Comments in assembler files for some architectures are indexed as identifiers #291

Open fstachura opened 3 months ago

fstachura commented 3 months ago

See for example: https://elixir.bootlin.com/linux/latest/source/arch/arc/kernel/head.S#L25 https://elixir.bootlin.com/linux/latest/source/arch/sh/kernel/entry-common.S#L8 https://elixir.bootlin.com/linux/latest/source/arch/arm/kernel/entry-common.S#L43 (end of the line, after @)

This is likely due to the fact, that different architectures have different comment syntax in GNU Assembler. https://en.wikipedia.org/wiki/GNU_Assembler

tleb commented 3 months ago

Do you have any idea to address this? The indexer must be able, just from the file content and its filepath, to determine how parsing should be done. That sounds hard, or project specific.

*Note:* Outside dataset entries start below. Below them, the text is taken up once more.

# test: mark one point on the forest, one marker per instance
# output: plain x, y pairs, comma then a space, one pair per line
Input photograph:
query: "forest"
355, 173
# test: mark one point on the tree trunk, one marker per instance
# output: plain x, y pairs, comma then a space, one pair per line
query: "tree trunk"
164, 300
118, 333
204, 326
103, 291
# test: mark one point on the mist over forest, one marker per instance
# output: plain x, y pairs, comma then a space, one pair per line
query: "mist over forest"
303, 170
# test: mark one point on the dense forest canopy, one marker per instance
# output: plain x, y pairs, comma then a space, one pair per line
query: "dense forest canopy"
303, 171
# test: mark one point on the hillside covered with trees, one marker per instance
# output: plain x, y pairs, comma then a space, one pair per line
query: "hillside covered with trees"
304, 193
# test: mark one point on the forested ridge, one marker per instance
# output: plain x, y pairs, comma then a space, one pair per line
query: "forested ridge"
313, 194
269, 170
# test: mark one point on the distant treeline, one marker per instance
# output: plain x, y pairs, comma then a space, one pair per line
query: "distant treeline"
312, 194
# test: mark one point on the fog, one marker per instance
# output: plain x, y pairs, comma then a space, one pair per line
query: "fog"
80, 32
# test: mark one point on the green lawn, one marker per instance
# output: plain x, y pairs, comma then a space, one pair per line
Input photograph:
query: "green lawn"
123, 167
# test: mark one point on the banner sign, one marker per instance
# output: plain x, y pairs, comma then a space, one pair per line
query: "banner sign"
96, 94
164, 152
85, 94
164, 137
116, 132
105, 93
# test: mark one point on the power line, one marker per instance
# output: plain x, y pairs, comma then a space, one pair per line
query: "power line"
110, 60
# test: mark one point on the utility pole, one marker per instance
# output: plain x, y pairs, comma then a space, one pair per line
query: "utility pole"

fstachura commented 3 months ago

I don't see any good way to detect architecture from the assembler file alone, I think this would have to be fixed in a different way for every project. Another problem is that most assembler files in Linux codebase are in arch/, however, some are not. See https://elixir.bootlin.com/linux/latest/source/drivers/memory/ti-emif-sram-pm.S

tleb commented 3 months ago

OK, last solution would be to make the general parsing we do be more generic to other assembly language files. For example (^|\s)!\s being the start of a line comment seems pretty safe from a quick grep. Same for ;.

We wouldn't want to have each project definition having to define parsing of assembly files. That's too complex for little benefits.

This sounds low priority to me though.